If the amber light is steady or regularly flashing, it usually indicates that the drive in question has failed, or is about to fail (depending on the behavior of the green light). In this HP ProLiant data recovery case, all three of the client’s drives had a steady amber light with no greens. This meant that the RAID controller had detected a critical fault in all three drives and had taken all of them offline.
Servers typically connect hard drives together using fault-tolerant methods, such as RAID-5. A RAID-5 array has one drive’s worth of fault tolerance, meaning one hard drive can fall offline without jeopardizing the client’s data. Servers are meant to run continuously, so they constantly monitor the health of the hard drives in the array. If the RAID controller senses that one drive is behaving oddly or about to fail, it will kick the drive offline and let the RAID array’s fault tolerance on the remaining two drives fill in for it. Because the drive is offline for months, the data on it becomes out-of-date and “stale”.
Some RAID controllers are very sensitive, and because hard drives in a server need to run continuously, the controller will kick off a hard drive if it feels the drive might start failing intermittently. This means the server might kick off an otherwise healthy drive because it hiccups. Since a RAID-5 array can only handle one drive loss, if the controller does this twice, the server crashes. Unfortunately for our client, this happened to not one but all three drives in the array. That had not been a good day for our client.

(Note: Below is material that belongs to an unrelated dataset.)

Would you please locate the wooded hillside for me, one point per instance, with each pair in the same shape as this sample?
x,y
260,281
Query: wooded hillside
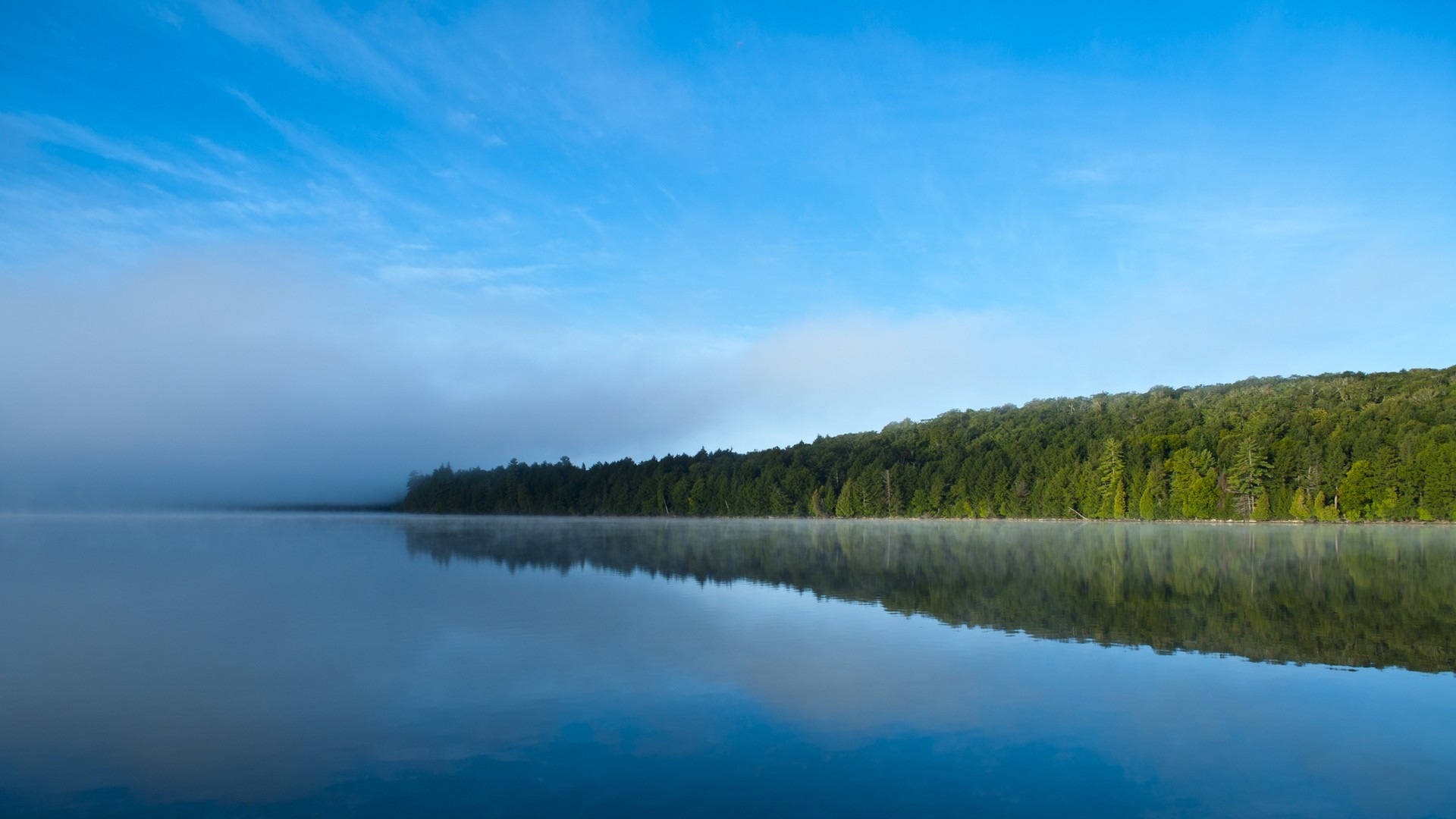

Our data recovery engineers inspected the hard drives and found that of the three, two drives were mostly healthy. The RAID controller had seen the drives sneeze and, in its infinite wisdom, decided to take them offline. The remaining drive had suffered a minor failure of its read/write heads. By carefully and skillfully using our fault-tolerant data recovery tools, our engineers could create a near-perfect disk image of the failed hard drive.
After imaging the failed hard drives, one of our RAID data recovery experts could piece together the RAID array. With custom RAID controller emulation tools, our RAID technicians can reverse-engineer the way the drives in the array are arranged and piece them together properly by examining the metadata on each drive. Piecing the data together properly produces valid data. Piecing it together improperly leaves you with Picasso’s Guernica. The metadata told our RAID engineer Cody that the data on the drives was cut into 64-kilobyte blocks and striped together in a particular “left-synchronous” pattern.
After arranging the drives properly, our RAID recovery technician Cody could examine the data for any signs of corruption. Of the three hard drives in the client’s ProLiant server, two had been fully imaged. But one had a handful of bad sectors preventing a complete recovery. There was no way to tell which parts of the client’s data the bad sectors had impacted. For a SQL server data recovery procedure, testing the data was absolutely crucial, even with only a few bad sectors. Even a little corruption in just the wrong location can compromise a SQL database.
Our examinations of the recovered data showed that there was very little file corruption as a result of the damage to the client’s RAID-5 array. The client’s most important data, their SQL database, functioned perfectly. We rated this HP ProLiant data recovery case a high 9 on our ten-point case rating scale.